Ryan Garcia: I’m Down To Be Really Transparent About Negotiations For Tank Davis Fight

Boxing Scene

Details of delicate dealings among competing promoters and television networks or streaming services often are kept private.

That was the case early in 2021, when representatives for Gervonta Davis and Ryan Garcia quietly made progress toward matching those two popular, undefeated lightweight knockout artists. Garcia feels he has unfairly been blamed for their fight falling apart last year, supposedly because Garcia and his team chased a more lucrative showdown with Manny Pacquiao that never materialized.

Garcia contended during a recent conference call that he was misled regarding a potential Pacquiao bout by Sean Gibbons, the president of Manny Pacquiao Promotions.

Regardless, Davis eventually decided to temporarily move up to the 140-pound division for a fight against Mario Barrios, then the WBA world super lightweight champion. Baltimore’s Davis stopped San Antonio’s Mario Barrios in the 11th round of their June 2021 fight at State Farm Arena in Atlanta.

Garcia, meanwhile, withdrew from a July 2021 fight against Javier Fortuna soon after it was announced to address his mental health.

Garcia (22-0, 18 KOs), of Victorville, California, is consistently listed as at least an 11-1 favorite to defeat Fortuna (37-3-1, 26 KOs, 2 NC) in their rescheduled junior welterweight bout Saturday night. If Garcia gets past Fortuna in a 12-round main event DAZN will stream Saturday night from Crypto.com Arena in Los Angeles, he wants to be as open as possible if negotiations resume for a showdown with Davis (27-0, 25 KOs), who owns the WBA’s secondary 135-pound championship.

“I think it’s quite obvious where we’re headed towards,” Garcia said during the aforementioned conference call. “I mean, I’ve spoken about it so many times. Obviously, once I get past Fortuna, definitely I’m gonna be campaigning for that fight with Gervonta Davis. And like I’ve said as well in the past, I’m down to really be transparent about the negotiations, the whole process through, to really prove to the people that I really want this fight and in no way would I not actually want this fight, that it’s not a front. So, however I could be transparent legally, as much as I can, to show that I’m definitely willing to make the fight happen, I’m willing to do that. And yeah, I wanna fight Gervonta Davis next, after I beat Fortuna.”

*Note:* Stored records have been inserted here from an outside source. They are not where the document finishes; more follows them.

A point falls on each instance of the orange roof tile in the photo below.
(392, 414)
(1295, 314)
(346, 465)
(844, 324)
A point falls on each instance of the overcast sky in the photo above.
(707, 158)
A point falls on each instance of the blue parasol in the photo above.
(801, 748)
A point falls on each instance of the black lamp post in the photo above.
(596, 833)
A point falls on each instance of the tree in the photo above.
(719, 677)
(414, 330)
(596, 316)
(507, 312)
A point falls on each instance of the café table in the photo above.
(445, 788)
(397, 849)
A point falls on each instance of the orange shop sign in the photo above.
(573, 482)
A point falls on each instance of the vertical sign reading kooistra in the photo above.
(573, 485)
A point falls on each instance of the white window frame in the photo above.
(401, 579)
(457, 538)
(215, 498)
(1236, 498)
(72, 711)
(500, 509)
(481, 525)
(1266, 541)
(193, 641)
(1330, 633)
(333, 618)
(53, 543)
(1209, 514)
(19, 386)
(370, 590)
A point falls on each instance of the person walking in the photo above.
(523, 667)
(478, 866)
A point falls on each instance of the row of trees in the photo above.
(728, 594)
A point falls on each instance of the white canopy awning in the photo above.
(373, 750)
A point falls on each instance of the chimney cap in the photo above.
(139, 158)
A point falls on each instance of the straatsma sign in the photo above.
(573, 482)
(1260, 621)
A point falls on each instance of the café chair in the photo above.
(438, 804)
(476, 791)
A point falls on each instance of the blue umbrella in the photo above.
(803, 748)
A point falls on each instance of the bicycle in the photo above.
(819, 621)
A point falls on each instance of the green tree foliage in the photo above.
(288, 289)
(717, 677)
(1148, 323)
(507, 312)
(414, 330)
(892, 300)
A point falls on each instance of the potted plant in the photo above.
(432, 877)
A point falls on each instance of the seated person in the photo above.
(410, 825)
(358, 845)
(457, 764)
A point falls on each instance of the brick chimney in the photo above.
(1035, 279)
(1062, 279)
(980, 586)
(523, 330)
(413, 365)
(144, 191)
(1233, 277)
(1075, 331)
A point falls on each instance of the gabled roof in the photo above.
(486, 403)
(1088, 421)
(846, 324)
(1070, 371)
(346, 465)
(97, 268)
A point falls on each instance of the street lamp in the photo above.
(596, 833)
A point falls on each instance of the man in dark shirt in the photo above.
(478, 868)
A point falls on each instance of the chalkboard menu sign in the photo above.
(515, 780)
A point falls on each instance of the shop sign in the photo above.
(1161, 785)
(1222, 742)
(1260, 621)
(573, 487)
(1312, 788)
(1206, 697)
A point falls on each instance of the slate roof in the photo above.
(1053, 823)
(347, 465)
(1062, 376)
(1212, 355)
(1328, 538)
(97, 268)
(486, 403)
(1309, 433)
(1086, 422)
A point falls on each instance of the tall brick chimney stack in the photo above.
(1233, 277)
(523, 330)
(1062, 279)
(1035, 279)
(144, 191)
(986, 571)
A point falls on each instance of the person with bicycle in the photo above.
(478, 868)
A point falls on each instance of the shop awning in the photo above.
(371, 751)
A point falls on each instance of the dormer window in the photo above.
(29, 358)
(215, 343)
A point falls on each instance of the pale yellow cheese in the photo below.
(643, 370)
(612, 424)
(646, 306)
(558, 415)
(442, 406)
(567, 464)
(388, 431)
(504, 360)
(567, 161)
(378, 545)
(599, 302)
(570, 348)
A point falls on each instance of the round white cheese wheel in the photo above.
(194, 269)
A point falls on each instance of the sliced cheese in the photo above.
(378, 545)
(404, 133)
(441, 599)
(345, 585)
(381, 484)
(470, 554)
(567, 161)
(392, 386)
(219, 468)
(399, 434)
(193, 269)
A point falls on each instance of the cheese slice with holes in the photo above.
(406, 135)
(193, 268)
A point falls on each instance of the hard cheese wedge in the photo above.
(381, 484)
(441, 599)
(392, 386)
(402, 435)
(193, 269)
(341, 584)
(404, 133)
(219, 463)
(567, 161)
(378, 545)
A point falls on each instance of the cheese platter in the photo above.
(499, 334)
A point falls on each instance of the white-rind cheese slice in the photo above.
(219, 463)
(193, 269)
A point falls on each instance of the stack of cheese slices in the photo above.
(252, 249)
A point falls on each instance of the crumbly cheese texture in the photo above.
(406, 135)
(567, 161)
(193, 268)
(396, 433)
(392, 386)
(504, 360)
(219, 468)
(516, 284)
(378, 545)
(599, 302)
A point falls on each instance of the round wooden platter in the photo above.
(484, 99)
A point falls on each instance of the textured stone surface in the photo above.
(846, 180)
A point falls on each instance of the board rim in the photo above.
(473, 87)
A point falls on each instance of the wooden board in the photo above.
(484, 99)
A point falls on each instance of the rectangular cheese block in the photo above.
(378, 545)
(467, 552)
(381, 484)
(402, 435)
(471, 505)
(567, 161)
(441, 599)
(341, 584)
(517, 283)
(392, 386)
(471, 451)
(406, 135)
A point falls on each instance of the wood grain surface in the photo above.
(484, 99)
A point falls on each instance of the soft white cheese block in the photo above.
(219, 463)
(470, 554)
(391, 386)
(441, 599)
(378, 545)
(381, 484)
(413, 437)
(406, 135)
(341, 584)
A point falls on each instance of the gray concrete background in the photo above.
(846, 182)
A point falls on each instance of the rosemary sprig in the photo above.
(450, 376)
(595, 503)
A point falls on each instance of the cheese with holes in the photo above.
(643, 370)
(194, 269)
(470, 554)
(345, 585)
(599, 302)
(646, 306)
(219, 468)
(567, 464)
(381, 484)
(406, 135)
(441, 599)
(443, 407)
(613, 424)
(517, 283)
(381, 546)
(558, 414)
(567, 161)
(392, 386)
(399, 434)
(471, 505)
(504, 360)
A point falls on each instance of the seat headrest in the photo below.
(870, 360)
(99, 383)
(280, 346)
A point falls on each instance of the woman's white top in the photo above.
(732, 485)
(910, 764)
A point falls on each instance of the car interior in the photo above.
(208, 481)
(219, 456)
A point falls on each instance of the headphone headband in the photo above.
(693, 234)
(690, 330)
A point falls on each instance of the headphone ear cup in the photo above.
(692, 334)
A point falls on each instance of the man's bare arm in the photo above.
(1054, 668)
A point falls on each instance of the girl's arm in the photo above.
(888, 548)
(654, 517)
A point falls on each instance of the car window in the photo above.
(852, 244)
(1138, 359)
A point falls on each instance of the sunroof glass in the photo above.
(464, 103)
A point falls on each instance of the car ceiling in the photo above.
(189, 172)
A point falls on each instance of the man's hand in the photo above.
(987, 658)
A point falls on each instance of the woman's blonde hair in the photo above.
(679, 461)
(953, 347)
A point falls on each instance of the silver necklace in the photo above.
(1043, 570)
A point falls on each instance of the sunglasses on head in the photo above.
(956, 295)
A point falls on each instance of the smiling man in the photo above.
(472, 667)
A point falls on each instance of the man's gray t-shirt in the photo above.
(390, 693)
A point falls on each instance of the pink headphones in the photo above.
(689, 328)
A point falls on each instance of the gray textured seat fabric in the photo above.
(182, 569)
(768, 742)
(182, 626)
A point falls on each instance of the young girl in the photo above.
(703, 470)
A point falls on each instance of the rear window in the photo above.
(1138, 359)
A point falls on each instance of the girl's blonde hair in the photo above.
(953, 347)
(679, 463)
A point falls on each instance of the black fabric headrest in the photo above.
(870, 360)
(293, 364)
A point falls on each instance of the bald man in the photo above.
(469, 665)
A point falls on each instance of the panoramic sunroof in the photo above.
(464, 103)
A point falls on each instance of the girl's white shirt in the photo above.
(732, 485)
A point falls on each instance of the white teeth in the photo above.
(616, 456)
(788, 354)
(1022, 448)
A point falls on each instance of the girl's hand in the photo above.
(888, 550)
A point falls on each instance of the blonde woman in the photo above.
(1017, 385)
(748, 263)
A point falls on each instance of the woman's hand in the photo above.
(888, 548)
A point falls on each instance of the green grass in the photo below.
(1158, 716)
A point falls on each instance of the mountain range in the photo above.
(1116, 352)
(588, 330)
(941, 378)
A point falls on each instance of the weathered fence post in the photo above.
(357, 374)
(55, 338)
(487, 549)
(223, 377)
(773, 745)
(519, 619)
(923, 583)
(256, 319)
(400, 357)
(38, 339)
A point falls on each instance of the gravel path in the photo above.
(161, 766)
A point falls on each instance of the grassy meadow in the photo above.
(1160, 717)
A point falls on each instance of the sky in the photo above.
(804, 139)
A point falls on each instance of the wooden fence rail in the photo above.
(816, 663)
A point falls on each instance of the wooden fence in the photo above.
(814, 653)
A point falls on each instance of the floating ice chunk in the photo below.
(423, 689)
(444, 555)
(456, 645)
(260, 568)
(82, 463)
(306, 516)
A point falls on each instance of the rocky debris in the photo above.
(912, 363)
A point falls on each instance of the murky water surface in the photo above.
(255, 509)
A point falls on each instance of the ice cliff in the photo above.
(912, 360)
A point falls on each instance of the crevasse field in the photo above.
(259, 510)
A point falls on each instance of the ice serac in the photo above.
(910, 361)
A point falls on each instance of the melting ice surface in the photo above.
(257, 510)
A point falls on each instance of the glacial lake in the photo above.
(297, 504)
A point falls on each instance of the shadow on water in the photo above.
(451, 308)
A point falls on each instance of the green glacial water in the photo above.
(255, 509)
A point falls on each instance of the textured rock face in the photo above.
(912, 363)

Garcia is bothered by what he insists is a rampant misconception about his willingness to fight elite lighteweights, most notably Davis. The hard-hitting, 23-year-old contender intends to disprove his skeptics by pushing as hard as he can to finally make his long-discussed fight versus Davis a reality.

Constructing a Davis-Garcia deal will become complicated because Davis, who is promoted by Floyd Mayweather’s company, and Garcia, who is represented by Oscar De La Hoya’s Golden Boy Promotions, also are affiliated with competing platforms. Showtime has televised Davis’ last 11 fights, either live on the network or on pay-per-view, whereas DAZN has streamed Garcia’s past six fights.

Garcia has publicly indicated he’ll do whatever is necessary, presumably within reason, to make a Davis deal work. It won’t be his fault, according to Garcia, if he doesn’t fight Davis next.

“I think I’m all about the truth,” Garcia said, “and, you know, the way the media has always – and not even the media, just the way these managers and people just try to spin off me, because it’s so easy to look at me and say that I’m ducking or we’re not because of all the things I’ve said. But it’s really been set up by traps and illusions by these promoters and these managers, to make it seem like I ducked out of the fight in some way, when the facts are just that I never ducked the fight, and I just always tried to make it happen.

“So, now I just try to find ways to really exploit the truth and just try to really, you know, clear the smog or clear the fog in the way of the truth, and this is the way I feel like I could do it, is really being transparent as I can be in every step of the way, just as I was with the [Isaac] Cruz negotiations. And it came to show that they didn’t wanna fight, and I wasn’t the one ducking. Regardless of people always trying to fit the narrative that I’m not trying to fight, that’s really not the case.”